Chest manifestations and disease activity at diagnosis may help predict the risk of infections during hospital stays in patients with anti-neutrophil cytoplasmic antibody (ANCA)-associated vasculitis (AAV), a retrospective study suggests.
The South Korean study, “Birmingham vasculitis activity and chest manifestation at diagnosis can predict hospitalised infection in ANCA-associated vasculitis,” was published in the journal Clinical Rheumatology.
Previous studies have reported that serious infections occur in 20% to 60% of AAV patients.
Researchers assessed the potential risk factors for infections in hospitalized patients and which factors may predict the risk of infection by performing a retrospectively review of the medical records of 154 South Korean patients with AAV.
They included several parameters in their analysis, including age, gender, follow-up duration — the time from diagnosis to a patient’s last visit to the hospital — and the gap-time, the period from diagnosis to the first hospital admission due to a serious infection, and to the last visit for patients without it.

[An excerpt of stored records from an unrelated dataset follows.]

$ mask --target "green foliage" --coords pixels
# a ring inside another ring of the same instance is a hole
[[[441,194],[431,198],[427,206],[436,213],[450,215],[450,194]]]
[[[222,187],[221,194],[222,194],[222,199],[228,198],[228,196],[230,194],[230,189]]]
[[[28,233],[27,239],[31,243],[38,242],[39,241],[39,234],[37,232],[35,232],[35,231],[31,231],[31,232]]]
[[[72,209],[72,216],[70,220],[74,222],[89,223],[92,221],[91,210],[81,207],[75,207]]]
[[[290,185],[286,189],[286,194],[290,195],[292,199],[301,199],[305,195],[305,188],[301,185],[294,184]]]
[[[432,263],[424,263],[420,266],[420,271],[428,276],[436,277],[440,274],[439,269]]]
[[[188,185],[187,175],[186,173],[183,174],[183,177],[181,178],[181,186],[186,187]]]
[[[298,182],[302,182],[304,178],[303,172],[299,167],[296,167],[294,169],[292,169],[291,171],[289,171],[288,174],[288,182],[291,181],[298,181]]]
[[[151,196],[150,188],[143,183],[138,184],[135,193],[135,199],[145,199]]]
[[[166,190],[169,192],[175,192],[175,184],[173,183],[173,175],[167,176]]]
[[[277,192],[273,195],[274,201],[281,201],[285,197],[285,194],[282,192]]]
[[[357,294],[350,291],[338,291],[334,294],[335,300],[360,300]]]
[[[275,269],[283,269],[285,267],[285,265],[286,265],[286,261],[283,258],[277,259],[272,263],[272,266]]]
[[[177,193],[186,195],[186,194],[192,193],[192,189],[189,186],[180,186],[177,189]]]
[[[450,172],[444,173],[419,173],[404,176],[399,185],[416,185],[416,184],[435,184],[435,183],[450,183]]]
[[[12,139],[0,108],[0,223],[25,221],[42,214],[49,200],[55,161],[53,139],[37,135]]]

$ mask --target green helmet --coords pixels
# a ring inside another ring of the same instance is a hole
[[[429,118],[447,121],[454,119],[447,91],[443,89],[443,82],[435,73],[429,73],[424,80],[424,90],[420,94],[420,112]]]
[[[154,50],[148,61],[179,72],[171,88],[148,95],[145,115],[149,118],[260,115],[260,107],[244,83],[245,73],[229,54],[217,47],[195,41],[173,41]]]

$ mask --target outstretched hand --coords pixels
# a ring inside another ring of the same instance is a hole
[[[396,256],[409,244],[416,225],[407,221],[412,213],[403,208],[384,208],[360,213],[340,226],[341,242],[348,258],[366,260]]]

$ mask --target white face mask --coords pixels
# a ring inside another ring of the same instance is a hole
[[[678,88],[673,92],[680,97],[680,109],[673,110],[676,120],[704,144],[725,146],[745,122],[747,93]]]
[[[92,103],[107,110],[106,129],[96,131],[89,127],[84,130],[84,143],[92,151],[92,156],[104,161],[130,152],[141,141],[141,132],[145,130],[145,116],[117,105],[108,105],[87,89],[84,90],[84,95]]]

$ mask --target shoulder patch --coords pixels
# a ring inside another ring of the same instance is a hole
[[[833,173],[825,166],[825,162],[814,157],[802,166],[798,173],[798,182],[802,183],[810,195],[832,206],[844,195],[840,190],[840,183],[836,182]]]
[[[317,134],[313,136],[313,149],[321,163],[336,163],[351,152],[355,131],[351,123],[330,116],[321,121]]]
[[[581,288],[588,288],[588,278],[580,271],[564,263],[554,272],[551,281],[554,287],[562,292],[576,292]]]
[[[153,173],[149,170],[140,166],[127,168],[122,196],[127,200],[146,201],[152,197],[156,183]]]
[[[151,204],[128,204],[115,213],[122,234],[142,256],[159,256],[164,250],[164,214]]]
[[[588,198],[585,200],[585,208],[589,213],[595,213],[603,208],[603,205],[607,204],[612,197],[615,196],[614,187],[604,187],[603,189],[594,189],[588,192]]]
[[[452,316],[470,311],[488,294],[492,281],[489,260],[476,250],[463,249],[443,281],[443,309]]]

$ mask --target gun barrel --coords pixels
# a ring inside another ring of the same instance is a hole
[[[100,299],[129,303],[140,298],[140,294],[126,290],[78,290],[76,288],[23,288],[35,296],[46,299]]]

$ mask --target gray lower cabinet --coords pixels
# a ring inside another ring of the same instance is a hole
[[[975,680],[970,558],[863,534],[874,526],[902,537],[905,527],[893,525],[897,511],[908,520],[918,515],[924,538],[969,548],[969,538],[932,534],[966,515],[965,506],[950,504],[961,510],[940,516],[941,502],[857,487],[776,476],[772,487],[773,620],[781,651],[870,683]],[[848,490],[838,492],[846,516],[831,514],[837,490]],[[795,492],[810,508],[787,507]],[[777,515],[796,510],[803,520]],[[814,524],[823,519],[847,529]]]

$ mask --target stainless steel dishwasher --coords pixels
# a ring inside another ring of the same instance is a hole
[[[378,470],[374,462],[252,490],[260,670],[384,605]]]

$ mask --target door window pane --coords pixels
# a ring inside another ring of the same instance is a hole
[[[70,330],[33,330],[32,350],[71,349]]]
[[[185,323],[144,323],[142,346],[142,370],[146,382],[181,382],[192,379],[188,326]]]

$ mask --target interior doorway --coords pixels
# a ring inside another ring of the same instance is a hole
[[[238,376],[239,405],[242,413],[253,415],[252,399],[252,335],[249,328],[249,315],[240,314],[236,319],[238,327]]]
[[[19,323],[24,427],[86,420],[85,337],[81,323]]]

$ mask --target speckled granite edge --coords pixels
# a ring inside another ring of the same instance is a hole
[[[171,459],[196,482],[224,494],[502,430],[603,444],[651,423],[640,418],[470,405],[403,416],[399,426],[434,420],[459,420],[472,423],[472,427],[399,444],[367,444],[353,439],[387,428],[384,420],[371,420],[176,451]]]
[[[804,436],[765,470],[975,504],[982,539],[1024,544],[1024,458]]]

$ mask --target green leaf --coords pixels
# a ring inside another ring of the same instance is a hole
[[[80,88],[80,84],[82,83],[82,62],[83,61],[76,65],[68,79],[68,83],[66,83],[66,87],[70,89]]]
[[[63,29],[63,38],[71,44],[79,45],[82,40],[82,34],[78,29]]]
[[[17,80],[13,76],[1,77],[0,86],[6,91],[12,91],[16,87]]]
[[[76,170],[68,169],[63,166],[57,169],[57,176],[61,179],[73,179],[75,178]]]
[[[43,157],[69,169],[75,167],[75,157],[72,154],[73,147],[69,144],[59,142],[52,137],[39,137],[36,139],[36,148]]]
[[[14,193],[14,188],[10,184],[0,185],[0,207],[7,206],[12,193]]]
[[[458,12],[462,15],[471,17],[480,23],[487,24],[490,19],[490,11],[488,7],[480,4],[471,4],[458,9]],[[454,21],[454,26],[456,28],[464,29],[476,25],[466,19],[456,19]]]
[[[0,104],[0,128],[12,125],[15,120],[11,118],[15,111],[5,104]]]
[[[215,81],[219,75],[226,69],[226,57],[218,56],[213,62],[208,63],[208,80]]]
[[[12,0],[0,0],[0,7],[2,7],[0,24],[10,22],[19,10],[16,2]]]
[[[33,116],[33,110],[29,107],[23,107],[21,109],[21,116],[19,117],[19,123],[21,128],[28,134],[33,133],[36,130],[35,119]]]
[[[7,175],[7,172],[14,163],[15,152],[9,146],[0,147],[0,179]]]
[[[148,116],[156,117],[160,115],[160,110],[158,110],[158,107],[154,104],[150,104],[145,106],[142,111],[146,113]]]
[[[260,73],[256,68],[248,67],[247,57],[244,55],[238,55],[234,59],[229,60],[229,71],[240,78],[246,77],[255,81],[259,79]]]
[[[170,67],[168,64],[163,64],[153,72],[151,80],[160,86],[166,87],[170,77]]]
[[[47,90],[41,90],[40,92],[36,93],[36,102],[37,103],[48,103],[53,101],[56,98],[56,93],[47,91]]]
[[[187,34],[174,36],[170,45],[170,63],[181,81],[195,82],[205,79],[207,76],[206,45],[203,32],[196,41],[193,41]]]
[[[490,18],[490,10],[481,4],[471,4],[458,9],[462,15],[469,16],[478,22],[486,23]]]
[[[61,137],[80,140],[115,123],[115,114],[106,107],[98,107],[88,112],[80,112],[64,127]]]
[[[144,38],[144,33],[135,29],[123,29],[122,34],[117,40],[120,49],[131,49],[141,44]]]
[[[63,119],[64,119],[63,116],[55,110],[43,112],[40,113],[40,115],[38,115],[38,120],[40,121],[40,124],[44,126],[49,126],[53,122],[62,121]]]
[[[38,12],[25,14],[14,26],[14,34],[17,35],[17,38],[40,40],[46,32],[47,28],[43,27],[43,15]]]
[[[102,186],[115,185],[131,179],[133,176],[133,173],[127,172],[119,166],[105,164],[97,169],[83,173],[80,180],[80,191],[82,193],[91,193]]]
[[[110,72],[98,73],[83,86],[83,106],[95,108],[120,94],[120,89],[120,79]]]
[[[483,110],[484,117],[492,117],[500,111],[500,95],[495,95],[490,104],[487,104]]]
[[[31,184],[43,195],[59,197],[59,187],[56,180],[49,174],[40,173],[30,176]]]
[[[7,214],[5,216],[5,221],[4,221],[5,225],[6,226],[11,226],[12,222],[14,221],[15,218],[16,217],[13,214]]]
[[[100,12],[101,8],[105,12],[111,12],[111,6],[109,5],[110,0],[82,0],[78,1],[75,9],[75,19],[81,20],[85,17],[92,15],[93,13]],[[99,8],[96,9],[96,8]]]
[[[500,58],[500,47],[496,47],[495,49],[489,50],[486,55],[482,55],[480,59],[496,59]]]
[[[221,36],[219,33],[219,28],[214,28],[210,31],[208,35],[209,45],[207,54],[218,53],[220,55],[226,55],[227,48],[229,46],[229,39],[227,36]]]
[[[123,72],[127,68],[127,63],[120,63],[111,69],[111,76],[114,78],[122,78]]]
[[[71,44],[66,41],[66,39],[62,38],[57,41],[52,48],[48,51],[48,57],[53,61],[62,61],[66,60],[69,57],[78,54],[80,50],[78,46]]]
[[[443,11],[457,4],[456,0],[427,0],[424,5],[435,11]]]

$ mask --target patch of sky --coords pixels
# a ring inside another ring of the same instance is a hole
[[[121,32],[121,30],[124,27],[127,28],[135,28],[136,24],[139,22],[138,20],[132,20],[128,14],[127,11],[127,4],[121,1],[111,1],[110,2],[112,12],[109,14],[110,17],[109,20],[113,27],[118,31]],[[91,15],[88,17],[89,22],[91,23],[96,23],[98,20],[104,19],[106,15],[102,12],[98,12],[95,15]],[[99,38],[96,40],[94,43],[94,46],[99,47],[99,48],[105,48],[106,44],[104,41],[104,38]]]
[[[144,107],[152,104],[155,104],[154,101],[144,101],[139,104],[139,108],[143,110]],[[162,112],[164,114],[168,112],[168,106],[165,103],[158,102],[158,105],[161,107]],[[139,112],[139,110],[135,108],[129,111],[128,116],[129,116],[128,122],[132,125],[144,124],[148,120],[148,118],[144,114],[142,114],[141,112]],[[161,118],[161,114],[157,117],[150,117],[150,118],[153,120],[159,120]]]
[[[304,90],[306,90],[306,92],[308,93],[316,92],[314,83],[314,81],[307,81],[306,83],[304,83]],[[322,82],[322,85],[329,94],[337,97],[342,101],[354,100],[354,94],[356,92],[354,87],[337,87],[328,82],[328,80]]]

Researchers also analyzed patients’ clinical symptoms and assessed disease activity through the Birmingham vasculitis activity score (BVAS) or BVAS for granulomatosis with polyangiitis (GPA) and five factor score (FFS) 2009, as well as which therapies were administered.
Out of 154 patients, 28.6% were hospitalized for serious infections. Five patients (3.2%) were hospitalized for an infection more than two times.
The most common cause of infections was bacterial pneumonia, confirmed in 29 of 56 episodes of hospitalizations, followed by fungal infections, including aspergillosis, bacterial biliary infection, and P. jirovecii infection.
While previous reports associated older age with a higher risk of infection, researchers found no association between age and risk for hospitalized infections in all AAV patients.
They also found that the factors significantly associated with hospitalized infection during the gap-time duration was chest manifestations and a BVAS value of 20.5 or higher at the time of diagnosis.
“Of 44 patients with hospitalized infection, 32 patients had chest manifestation at diagnosis, … 17 of 32 patients exhibited bacterial pneumonia and 7 of 32 patients exhibited lung infection by fungus, including aspergillosis or P. jirovecii,” researchers wrote.
These results, researchers speculated, may suggest that initial lung manifestations in AAV patients increase the risk for infections in the respiratory tract.
Based on these findings, they recommend a preventive therapy with antibiotics for P. jirovecii to all patients with AAV being treated with glucocorticoids alone or in combination with immunosuppressive drugs.